Roughly 4x the bandwidth of the CPU-to-chipset link seen on previous Threadripper X399 platforms and 4x that of Intel’s X299 platform speaks volumes about the TRX40 platform’s heavy IO capacity. That’s important, as even a single PCIe 3.0 x4 SSD can more-or-less saturate the Intel X299 DMI or AMD X399 4-lane chipset link on its own.
Also worth noting is that a Gen 4 x8 link is double the bandwidth of the X570 platform as that also uses PCIe Gen 4.0 but only at 4 lanes width.

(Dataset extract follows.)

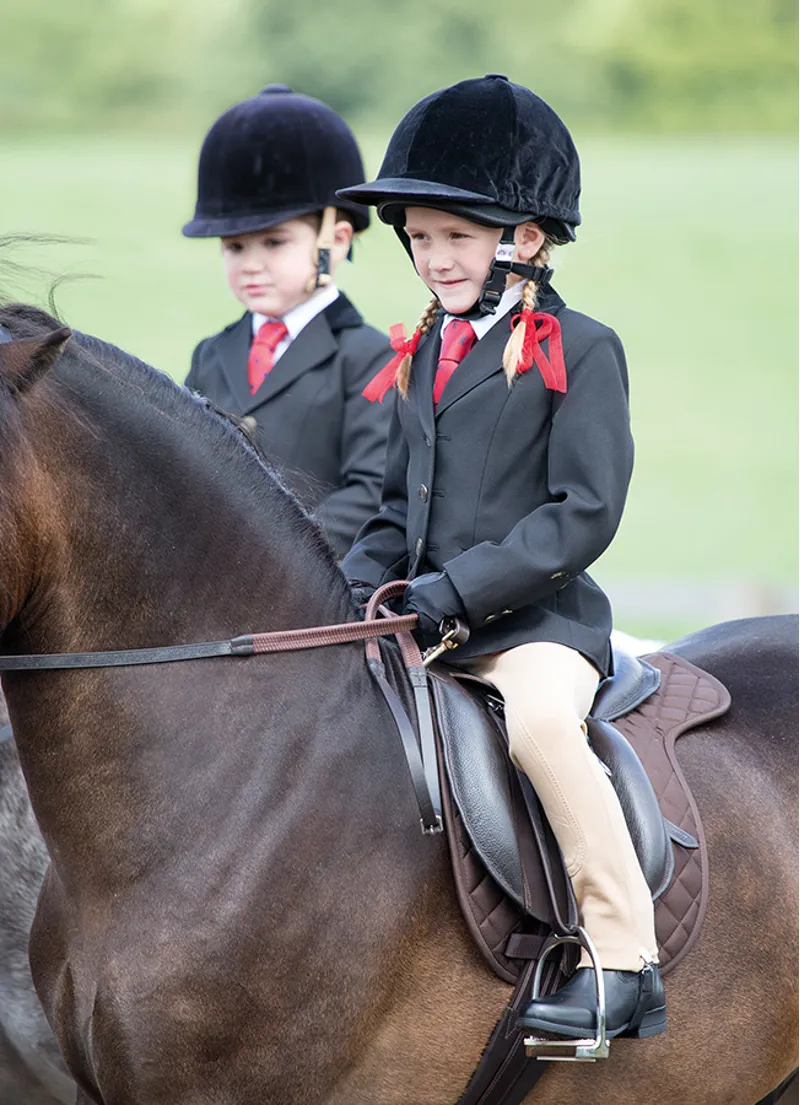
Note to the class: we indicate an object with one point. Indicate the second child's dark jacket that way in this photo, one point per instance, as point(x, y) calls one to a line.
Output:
point(309, 417)
point(512, 492)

The new connection is a long overdue move, especially for the HEDT platform. It now means that high bandwidth devices and heavy RAID arrays can reasonably be hung off the chipset without being subject to a severe bottleneck when communicating with the CPU. A really smart move, in our opinion. Kudos, AMD.
We already mentioned the high-bandwidth link between the CPU and chipset, but the chipset itself is also different compared to X399. Built on the Global Foundries 14nm process, what we see from TRX40 is a set of features that is very similar to X570.
You get 8 dedicated USB 3.2 Gen 2 10Gbps ports, 4 dedicated USB 2.0 ports for legacy purposes, and 4 dedicated SATA 6Gbps ports. In addition, you get access to 8 general purpose PCI Gen 4 lanes, and two sets of PCIe 4.0 4-lane links (and the associated bifurcations) or four SATA 6Gbps ports.
Add in the eight-lane PCIe Gen 4 uplink to the Ryzen Threadripper CPU, in addition to the quartet of on-chip USB 3.2 Gen 2 10Gbps ports, and it is clear to see why TRX40 is such a connectivity-heavy platform.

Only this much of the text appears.